Venerdì 23 Gennaio 2009

Spiaggetta sparita con il trucco
falsificato lo zero idrometrico

CERNOBBIO - I vertici di Villa d’Este e i loro tecnici tentarono di aggiustare il "pasticciaccio" del Garòvo posizionando, dopo che la spiaggetta era già sparita, un’asta di rilevamento che collocava lo zero idrometrico del lago 30 centimetri più in basso di quello reale. L’operazione avrebbe consentito di adeguarsi, a posteriori, al nulla osta rilasciato dal Consorzio dei laghi minori, che aveva concesso parere favorevole a un dragaggio della spiaggia soltanto parziale, che non oltrepassasse cioé una certa quota al di sotto dello zero.
Lo sostiene la Procura della Repubblica che, come noto, ha da poco concluso l’indagine preliminare sul caso del piccolo lido cancellato nel volgere d’un paio di tramonti nella primavera del 2007. Ecco cosa scrive nella sua relazione il consulente tecnico del pm Simone Pizzotti, l’architetto Carlo Buttini: «Villa d’Este ha fatto uso, in progetto, di uno zero idrometrico posto 1.63 metri lineari al di sopra dello zero idrometrico reale; ha posizionato in loco, a cose fatte, un’asta con uno zero idrometrico posato a metri 0.30 al di sotto dello zero idrometrico reale, falsificando così in ambo le circostanze, un dato di riferimento oggettivo, ufficiale, certo, fisso, inamovibile ed immodificabile (...) La posa in opera dell’asta potrebbe essere quindi un escamotage, non particolarmente brillante, per tentare di "dimostrare" a posteriori un’asportazione di materiale di gran lunga inferiore alla realtà».
L’addebito è mosso nei confronti dell’ingegner Bruno Capsoni, all’epoca del dragaggio consulente di Villa d’Este, oggi uno degli indagati per il Garòvo, insieme - lo ricordiamo - all’amministratore del grand hotel Jean-Marc Droulers, al sindaco Simona Saladini, ad Alessandro Falanga e Antonino Sidoti, del Consorzio del Lario e dei laghi minori (l’ente che gestisce per conto dei Comuni il demanio lacuale), e all’allora funzionario dell’ufficio tecnico comunale Antonella Pinto, oggi passata a lavorare in un altro ente. Assistito dagli avvocati Renato Papa e Claudio Bocchietti, Capsoni si difende sostenendo che l’individuazione dello zero idrometrico e la conseguente posa dell’asta per le rilevazioni furono il frutto di uno studio attentissimo, effettuato sulla base del sistema di livellazione dell’Istituto geografico militare. Non solo:gli avvocati hanno già chiesto al giudice preliminare di svolgere una nuova perizia super partes - con la formula dell’incidente probatorio - per chiarire una volta per tutte chi abbia ragione.

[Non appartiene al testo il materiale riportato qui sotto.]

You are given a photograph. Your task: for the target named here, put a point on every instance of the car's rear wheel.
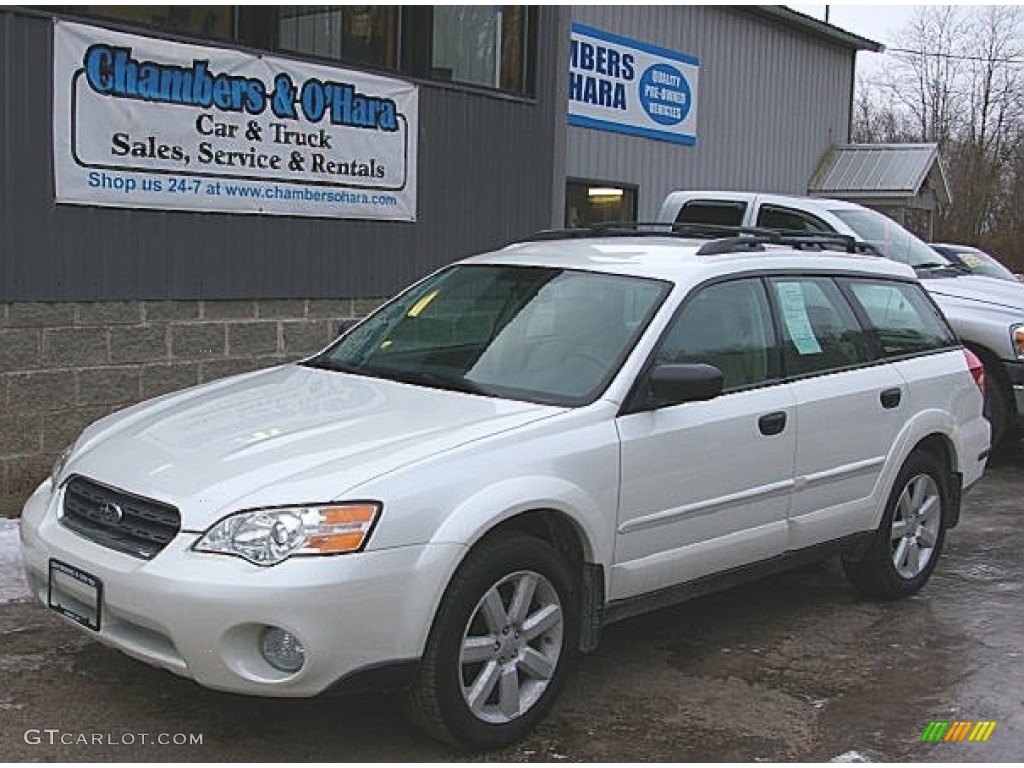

Sullo sfondo resta infine un terzo punto di vista, che rischia di rendere la richiesta superflua. È quello che filtra dalle pieghe dell’indagine condotta per conto di Pizzotti dagli agenti del nucleo di polizia giudiziaria della Forestale, secondo i quali non sono 30 centimetri in più o in meno a modificare lo stato degli addebiti. La cancellazione del Garòvo, dicono, fu illegittima poiché priva delle autorizzazioni necessarie, edilizia e ambientale, la prima a carico del Comune, la seconda a carico dell’amministrazione provinciale, che non solo non la rilasciò mai ma che ha già provveduto, anche, a sanzionare Villa d’Este. Secondo la Forestale, il Consorzio dei laghi non aveva l’autorità per concedere un bel niente. Il suo fu soltanto un nulla osta. Per cancellare la spiaggia serviva un permesso.